Very tiny mini Kit Kats!

 

WOAH. Could they get any bigger??

I guess I should have known better. The product does say “Mini”. And I had actually bought green tea Kit Kat Minis about five years ago.

Still, that was five years ago. I have a bad memory and all the Kit Kats I’ve eaten since have been normal people-sized ones.

Also, the price of the mini Kit Kat is more than 10 times the price of a normal Kit Kat. So you could perhaps excuse my mind for thinking I would get something a tad bigger.

Anyway, caveat emptor and all that.

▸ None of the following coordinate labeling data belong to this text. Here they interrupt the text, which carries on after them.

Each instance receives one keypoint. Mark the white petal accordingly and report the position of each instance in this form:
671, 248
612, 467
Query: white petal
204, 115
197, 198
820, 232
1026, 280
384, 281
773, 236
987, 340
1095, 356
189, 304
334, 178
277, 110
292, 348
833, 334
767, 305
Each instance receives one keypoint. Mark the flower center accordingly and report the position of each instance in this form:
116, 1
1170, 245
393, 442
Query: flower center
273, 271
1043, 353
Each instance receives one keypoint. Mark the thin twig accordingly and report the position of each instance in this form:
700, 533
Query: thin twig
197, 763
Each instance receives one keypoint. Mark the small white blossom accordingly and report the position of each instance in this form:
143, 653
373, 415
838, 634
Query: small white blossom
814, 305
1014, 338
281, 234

I’m not really complaining, just terrified that Piers will scold me now that he knows what those Kit Kats cost. :O

They were very tasty but did not satisfy my yam craving because they are kind of different.

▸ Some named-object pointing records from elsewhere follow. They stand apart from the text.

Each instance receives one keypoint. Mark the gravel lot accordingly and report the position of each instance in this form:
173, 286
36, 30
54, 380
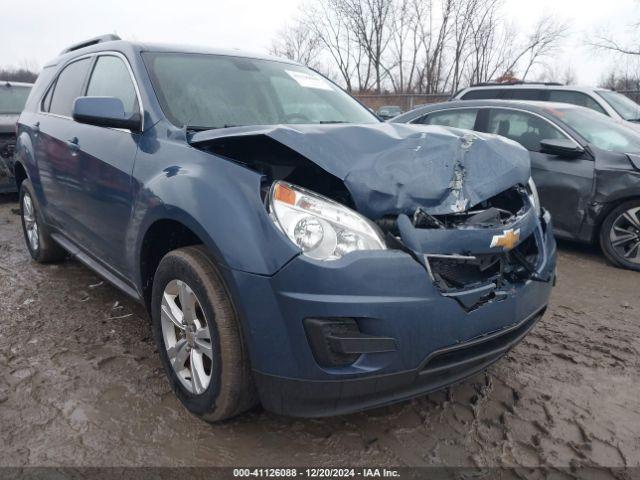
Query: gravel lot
81, 385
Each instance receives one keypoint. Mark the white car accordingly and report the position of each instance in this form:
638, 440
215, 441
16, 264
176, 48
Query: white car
611, 103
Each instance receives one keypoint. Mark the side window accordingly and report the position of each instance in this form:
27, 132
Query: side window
524, 94
483, 94
526, 129
69, 87
458, 118
111, 78
575, 98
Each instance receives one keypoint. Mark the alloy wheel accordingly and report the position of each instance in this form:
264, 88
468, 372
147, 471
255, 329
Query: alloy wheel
625, 235
30, 223
186, 336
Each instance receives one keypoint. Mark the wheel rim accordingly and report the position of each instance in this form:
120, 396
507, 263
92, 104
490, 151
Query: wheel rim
186, 336
30, 223
625, 235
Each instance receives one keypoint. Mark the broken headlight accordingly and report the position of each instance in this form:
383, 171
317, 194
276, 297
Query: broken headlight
321, 228
533, 196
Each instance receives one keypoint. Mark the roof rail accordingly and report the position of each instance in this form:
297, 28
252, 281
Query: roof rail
516, 82
92, 41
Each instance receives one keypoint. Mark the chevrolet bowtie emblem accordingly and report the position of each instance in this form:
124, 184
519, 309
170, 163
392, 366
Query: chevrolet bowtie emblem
507, 240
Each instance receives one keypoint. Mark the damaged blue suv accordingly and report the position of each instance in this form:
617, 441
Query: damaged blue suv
290, 248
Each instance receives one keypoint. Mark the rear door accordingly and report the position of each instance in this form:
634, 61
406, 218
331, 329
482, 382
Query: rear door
100, 202
564, 184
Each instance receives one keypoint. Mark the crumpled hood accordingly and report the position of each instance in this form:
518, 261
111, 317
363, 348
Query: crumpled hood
8, 122
395, 168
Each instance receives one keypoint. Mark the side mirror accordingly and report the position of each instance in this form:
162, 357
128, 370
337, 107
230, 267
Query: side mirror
561, 147
105, 112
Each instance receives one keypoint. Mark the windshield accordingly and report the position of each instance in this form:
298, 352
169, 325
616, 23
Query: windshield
13, 98
599, 130
626, 108
216, 91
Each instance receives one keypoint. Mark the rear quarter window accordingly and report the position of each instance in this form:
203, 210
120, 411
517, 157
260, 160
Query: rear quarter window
68, 87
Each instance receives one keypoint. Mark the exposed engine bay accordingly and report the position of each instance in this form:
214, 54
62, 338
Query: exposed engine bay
434, 194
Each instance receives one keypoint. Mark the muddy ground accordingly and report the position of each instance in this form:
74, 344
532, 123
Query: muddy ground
81, 385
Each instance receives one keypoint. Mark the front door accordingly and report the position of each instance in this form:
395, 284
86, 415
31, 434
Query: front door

Then, there was the matcha.

 

Marukyu Koyamaen Wako Premium Stone Ground Matcha Green Tea Powder

 

I’d never bought matcha before so I chose this one based on the fact that the packaging is very pretty and it’s the most expensive one in the shop.

(I was worried the cheaper ones would taste gross.)

(And I really do like the packaging.)

Well, here’s my pretty matcha.

 

Very expensive, almost invisible, matcha

 

:O :O :O

I had expected it to be maybe three or four times bigger??

Yes, the weight is listed on the product page but who can tell off the top of their heads how much physical space 20 grams of powder takes up?

More importantly, I tend to ignore measurements when online shopping. Who has time to scrutinise everything?

Okay, I just did a Google search and my matcha doesn’t seem very expensive anymore. From what I can tell, matcha prices range from £1 to £20 per 10 grams.

But it was still rather shocking.

Anyway, one more item.

The great Daikon radish, otherwise known as mooli in England. It’s so very tasty in stews and soups because it soaks up all the wonderful flavour and explodes-melts in your mouth (but you have to cook it long enough).

 

Daikon radish aka mooli

 

Now, I’ve never bought one in Singapore (I didn’t cook back then) and UK supermarkets generally don’t stock it. So my only experience with it has been eating the final product all diced up and cooked.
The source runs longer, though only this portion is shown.